Papers by Author: Otwin Breitenstein

Abstract: In this contribution the basic principles of DLIT (dark lock-in thermography) are introduced and typical application examples are shown. These results are compared with that of other solar cell characterization techniques like electroluminescence (EL) and photoluminescence (PL) imaging, which are also very popular in Germany. It will be shown that these techniques are largely complementary to each other. Luminescence techniques are most sensitive for the detection of local recombination centers in the bulk and of series resistance problems of the cells, whereas DLIT is most effective for investigating all problems being connected with the dark current of the cells. A new DLIT technique is introduced which allows a separate imaging of the so-called diffusion current and the recombination current. These two contributions of the dark current are based on different physical mechanisms (recombination in the bulk and in the depletion region, respectively), and their spatial distributions differ significantly. Such investigations are impossible by applying luminescence-based imaging techniques.

Abstract: This work introduces two different approaches to explain the growth of silicon carbide (SiC) filaments, found in the bulk material and in grain boundaries of solar cells made from multicrystalline (mc) silicon. These filaments are responsible for ohmic shunts.
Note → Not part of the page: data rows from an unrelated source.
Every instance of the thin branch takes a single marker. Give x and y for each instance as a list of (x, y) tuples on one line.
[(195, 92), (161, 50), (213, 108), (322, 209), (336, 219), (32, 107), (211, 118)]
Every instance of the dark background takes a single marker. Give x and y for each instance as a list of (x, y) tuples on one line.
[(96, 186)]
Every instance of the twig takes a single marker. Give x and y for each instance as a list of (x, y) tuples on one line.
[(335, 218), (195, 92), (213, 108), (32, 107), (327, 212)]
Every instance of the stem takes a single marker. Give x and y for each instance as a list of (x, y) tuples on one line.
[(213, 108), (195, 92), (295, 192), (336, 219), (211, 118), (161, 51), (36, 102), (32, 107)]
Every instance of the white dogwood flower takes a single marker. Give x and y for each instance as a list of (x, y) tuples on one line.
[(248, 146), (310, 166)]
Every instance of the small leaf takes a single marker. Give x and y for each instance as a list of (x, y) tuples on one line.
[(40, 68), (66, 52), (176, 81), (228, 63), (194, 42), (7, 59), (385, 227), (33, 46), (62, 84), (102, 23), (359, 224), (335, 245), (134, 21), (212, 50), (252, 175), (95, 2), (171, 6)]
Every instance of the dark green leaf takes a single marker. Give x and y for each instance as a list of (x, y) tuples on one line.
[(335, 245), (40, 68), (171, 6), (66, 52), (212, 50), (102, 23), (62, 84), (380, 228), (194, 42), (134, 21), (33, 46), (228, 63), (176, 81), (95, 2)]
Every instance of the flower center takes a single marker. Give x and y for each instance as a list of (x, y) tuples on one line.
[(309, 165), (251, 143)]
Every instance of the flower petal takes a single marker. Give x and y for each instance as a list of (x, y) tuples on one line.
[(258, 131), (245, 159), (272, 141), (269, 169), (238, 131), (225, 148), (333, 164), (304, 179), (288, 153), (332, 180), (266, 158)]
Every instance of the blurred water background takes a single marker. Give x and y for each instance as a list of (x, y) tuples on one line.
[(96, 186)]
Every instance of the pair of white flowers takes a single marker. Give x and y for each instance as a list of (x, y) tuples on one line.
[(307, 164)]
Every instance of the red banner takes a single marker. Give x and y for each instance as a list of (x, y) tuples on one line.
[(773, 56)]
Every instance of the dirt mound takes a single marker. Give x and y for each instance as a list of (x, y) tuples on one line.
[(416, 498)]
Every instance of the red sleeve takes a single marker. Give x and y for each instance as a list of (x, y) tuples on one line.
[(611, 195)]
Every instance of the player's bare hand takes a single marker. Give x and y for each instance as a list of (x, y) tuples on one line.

The first model proposes that the SiC filaments grow at the solid-liquid interface of the mc-Si ingot, whereas the second model proposes a growth due to solid state diffusion of carbon atoms in the solid fraction of the ingot during the block-casting process. The melt interface model can explain quantitatively the observed morphologies, diameters and mean distances of SiC filaments. The modeling of the temperature- and time-dependent carbon diffusion to a grain boundary in the cooling ingot shows that solid state diffusion based on literature data is not sufficient to transport the required amount of approximately 3.4  1017 carbon atoms per cm2 to form typical SiC filaments found in grain boundaries of mc-Si for solar cells. However, possible mechanisms are discussed to explain an enhanced diffusion of carbon to the grain boundaries.

Abstract: The current-voltage (I-V) characteristics of most industrial silicon solar cells deviate rather strongly from the exponential behavior expected from textbook knowledge. Thus, the recombination current may be orders of magnitude larger than expected for the given material quality and often shows an ideality factor larger than 2 in a wide bias-range, which cannot be explained by classical theory either. Sometimes, the cells contain ohmic shunts although the cell’s edges have been perfectly insolated. Even in the absence of such shunts, the characteristics are linear or super-linear under reverse bias, while a saturation would be classically expected. Especially in multicrystalline cells the breakdown does not tend to occur at -50 V reverse bias, as expected, but already at about -15 V or even below. These deviations are typically caused by extended defects in the cells. This paper reviews the present knowledge of the origin of such non-ideal I-V characteristics of silicon solar cells and introduces new results on recombination involving coupled defect levels.